The health of the FIA market is perhaps best judged by those who sell more product. On this score, the trend is clear: The higher the overall annuity production (all product types) among respondents polled in the survey, the more likely that advisors were to say that FIA sales increased “somewhat” or “substantially” over the year prior.
Thus, 33 percent of advisors who sold between $250,000 and $1 million in premium experienced an increase in FIA sales; and more than 1 in 10 (11 percent) saw a “substantial increase.” In comparison, close to half of advisors (45 percent) whose annuity premiums topped $1 million enjoyed a rise in FIA production last year, and 14 percent saw a substantial rise (Figure 2).
Perhaps not unexpectedly, a higher proportion of insurance-oriented advisors than investment advisors saw gains in FIA sales: 31 percent versus 24 percent, respectively.

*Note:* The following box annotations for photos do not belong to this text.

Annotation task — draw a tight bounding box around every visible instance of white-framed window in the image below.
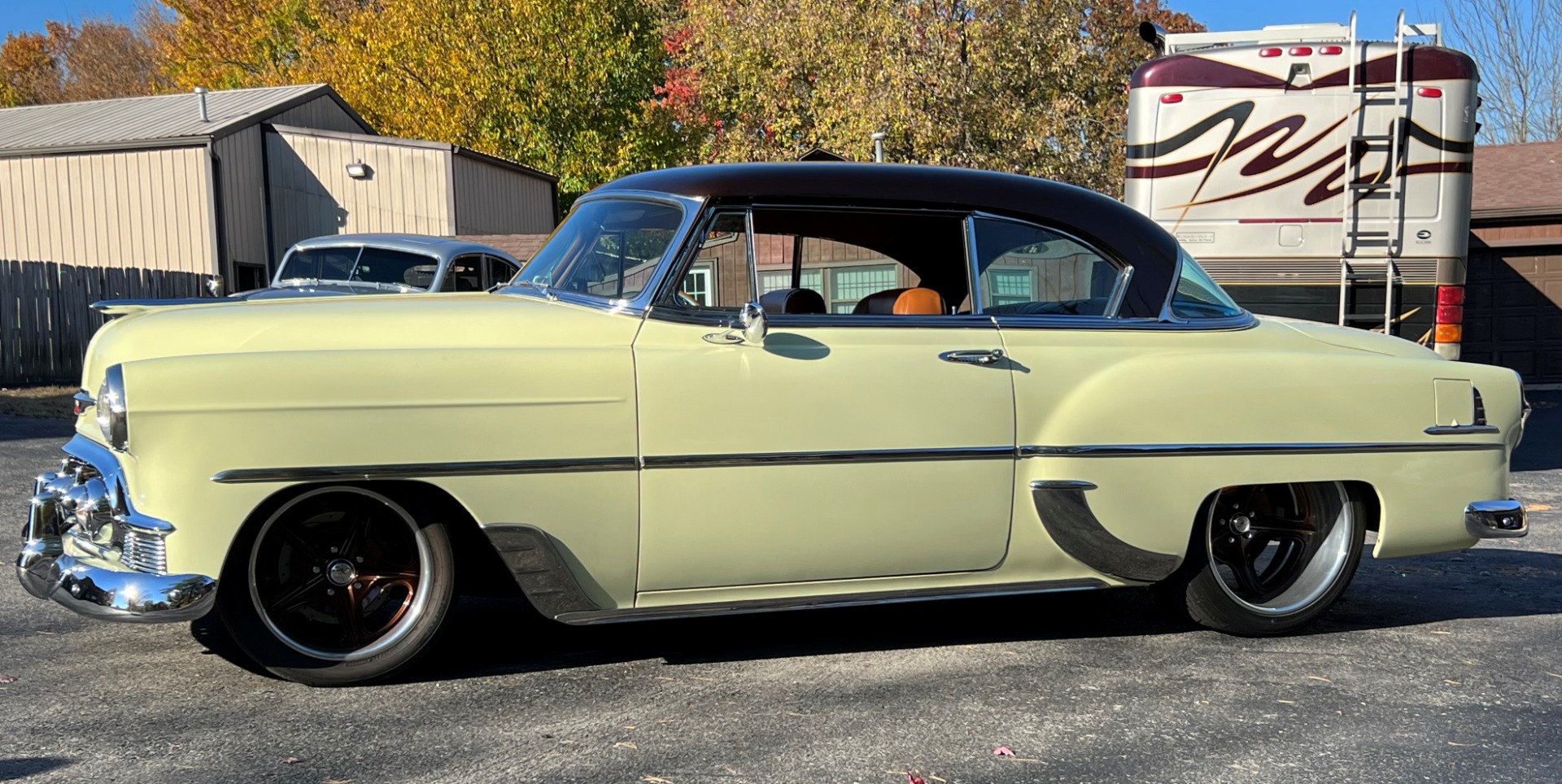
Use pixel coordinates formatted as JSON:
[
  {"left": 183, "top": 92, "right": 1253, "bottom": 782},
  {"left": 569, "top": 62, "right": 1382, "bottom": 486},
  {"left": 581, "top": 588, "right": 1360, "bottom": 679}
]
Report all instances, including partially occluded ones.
[
  {"left": 683, "top": 263, "right": 715, "bottom": 307},
  {"left": 830, "top": 264, "right": 895, "bottom": 314}
]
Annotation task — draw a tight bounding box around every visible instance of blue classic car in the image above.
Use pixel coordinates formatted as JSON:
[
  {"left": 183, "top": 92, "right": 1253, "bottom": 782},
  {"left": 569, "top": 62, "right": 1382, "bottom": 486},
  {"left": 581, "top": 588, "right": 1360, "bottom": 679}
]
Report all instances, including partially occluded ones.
[{"left": 229, "top": 234, "right": 521, "bottom": 300}]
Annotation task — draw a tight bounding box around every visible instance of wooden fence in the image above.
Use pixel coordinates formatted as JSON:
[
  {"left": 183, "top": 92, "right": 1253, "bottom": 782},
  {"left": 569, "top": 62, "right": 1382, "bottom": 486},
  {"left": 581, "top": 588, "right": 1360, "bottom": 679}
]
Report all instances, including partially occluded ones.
[{"left": 0, "top": 259, "right": 209, "bottom": 384}]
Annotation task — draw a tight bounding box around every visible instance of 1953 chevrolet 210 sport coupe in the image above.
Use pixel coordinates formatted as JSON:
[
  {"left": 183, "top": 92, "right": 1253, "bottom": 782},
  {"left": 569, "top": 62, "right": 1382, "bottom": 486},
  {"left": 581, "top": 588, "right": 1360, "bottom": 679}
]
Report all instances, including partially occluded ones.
[{"left": 19, "top": 164, "right": 1526, "bottom": 684}]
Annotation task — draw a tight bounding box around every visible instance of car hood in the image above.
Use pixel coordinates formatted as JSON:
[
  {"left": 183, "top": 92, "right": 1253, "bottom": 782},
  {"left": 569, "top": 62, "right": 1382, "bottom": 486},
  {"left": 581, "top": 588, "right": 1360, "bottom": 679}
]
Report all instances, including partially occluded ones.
[
  {"left": 83, "top": 292, "right": 640, "bottom": 389},
  {"left": 1259, "top": 316, "right": 1442, "bottom": 359}
]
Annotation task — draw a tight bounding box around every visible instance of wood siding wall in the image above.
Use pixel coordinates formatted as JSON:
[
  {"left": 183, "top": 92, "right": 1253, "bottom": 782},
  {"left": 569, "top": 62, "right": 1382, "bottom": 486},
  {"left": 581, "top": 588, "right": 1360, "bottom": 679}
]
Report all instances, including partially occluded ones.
[
  {"left": 0, "top": 147, "right": 219, "bottom": 275},
  {"left": 265, "top": 131, "right": 456, "bottom": 261},
  {"left": 455, "top": 155, "right": 555, "bottom": 234},
  {"left": 0, "top": 259, "right": 206, "bottom": 384},
  {"left": 212, "top": 125, "right": 268, "bottom": 276}
]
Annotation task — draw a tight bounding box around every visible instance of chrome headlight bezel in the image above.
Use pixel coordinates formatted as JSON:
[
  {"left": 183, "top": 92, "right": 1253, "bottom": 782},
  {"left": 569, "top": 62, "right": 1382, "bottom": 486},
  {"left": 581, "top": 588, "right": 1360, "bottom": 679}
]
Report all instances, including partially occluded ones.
[{"left": 95, "top": 365, "right": 129, "bottom": 451}]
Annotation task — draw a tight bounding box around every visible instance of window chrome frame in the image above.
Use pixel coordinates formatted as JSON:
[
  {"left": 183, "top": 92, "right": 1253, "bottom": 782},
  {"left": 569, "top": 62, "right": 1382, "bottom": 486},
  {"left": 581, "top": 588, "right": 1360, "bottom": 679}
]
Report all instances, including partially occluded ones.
[{"left": 497, "top": 190, "right": 706, "bottom": 317}]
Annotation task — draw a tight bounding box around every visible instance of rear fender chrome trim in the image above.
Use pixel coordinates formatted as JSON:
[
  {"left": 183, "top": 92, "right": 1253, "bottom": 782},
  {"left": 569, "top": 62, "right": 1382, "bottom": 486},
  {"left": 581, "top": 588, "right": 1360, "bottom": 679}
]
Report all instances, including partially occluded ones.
[
  {"left": 645, "top": 446, "right": 1014, "bottom": 468},
  {"left": 553, "top": 578, "right": 1109, "bottom": 626},
  {"left": 211, "top": 458, "right": 640, "bottom": 484},
  {"left": 1031, "top": 480, "right": 1182, "bottom": 582},
  {"left": 1020, "top": 442, "right": 1507, "bottom": 458}
]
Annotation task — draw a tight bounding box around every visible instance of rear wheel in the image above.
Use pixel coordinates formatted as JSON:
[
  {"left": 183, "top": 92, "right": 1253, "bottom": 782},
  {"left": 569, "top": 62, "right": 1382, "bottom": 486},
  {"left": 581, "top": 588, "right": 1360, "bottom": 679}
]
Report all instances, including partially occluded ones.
[
  {"left": 1162, "top": 482, "right": 1365, "bottom": 636},
  {"left": 217, "top": 486, "right": 455, "bottom": 686}
]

Among those citing substantial increases, the insurance-oriented producers again were more highly represented: 10 percent versus 8 percent.
As to advisors polled who cited a modest or substantial decline in FIA production last year, those whose premiums were below $250,000 constituted the largest group at 18 percent. In contrast, fewer advisors whose premium levels exceeded $250,000 and $1 million cited declines in FIA production: 12 percent and 7 percent, respectively.